S-R: Meaning, what kind of response did you get in Spokane?

Don: Even in our dry cleaning business we could take a problem and some other owner would help and, say, do a batch of cleaning while we fixed one of our pieces of equipment.

Here, when we went into bridal, it was almost a brutal awakening in not being treated that way. Other local stores said things about us that weren’t kind. “They won’t last two years.” And, “They don’t know what they’re doing.” I thought it would be more community-based than that.

That’s not true of Mossuto’s Bridal. They’re willing to help by sending us people if they can’t provide something. And we reciprocate.

S-R: How long do you expect to stay in the business?

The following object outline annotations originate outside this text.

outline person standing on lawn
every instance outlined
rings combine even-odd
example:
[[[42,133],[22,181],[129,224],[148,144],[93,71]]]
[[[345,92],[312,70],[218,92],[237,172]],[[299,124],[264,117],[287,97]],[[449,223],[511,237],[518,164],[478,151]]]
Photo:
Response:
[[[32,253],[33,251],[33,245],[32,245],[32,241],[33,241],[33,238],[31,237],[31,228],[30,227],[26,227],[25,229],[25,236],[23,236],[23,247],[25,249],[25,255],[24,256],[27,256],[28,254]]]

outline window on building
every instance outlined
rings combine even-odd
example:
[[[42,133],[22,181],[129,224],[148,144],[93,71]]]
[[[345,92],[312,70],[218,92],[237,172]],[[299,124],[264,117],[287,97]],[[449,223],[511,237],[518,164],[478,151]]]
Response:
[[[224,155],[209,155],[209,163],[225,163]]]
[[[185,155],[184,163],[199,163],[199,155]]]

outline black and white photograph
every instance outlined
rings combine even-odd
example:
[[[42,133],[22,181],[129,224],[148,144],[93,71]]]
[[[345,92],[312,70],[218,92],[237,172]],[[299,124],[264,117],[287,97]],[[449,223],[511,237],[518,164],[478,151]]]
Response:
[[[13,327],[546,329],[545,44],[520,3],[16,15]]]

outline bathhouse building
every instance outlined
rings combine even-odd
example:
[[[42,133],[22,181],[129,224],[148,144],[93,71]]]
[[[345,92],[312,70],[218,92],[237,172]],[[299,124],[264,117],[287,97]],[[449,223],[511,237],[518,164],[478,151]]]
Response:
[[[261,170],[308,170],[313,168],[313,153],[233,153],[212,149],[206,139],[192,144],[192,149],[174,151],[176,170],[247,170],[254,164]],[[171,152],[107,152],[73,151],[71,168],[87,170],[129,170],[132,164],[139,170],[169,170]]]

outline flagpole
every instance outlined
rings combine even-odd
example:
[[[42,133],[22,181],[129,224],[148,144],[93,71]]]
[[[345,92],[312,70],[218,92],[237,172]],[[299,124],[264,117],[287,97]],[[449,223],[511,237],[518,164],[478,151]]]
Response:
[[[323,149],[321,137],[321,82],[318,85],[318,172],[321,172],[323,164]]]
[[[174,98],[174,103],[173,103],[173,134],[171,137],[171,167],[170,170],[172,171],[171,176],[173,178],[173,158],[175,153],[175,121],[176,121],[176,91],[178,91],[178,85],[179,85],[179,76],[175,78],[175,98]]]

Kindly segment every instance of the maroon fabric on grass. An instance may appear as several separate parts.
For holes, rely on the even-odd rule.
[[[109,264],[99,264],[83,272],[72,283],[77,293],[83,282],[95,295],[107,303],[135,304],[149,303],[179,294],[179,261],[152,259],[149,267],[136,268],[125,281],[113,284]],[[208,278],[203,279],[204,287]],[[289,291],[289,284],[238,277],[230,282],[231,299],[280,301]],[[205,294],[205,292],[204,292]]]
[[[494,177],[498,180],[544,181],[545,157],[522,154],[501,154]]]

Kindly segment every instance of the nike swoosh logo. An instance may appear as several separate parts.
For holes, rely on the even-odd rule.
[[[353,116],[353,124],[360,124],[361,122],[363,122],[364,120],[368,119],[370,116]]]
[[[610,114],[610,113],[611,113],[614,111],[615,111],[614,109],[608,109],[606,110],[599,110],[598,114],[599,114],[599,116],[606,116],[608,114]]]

Don: I’m 66. My wife and I are both at retirement age. We’d love to be out of here anytime soon. We’re not aggressively trying to sell. But we’d love to transition this business to someone else who’s interested in the bridal business.

S-R: How many children do you have, and none of them want to take it over?

Don: We have three sons and three daughters. I’d say it’s almost impossible that any of them will want to take the business over.

S-R: Is this a good time to get into bridal?

Don: Over the past three years the business has been better. We’ve had three straight years of growth as the economy comes out of the recession.

Nationally, the dollars spent on wedding have increased two years in a row. Plus the number of bridal stores in this area has decreased, so the slices of the pie can be bigger.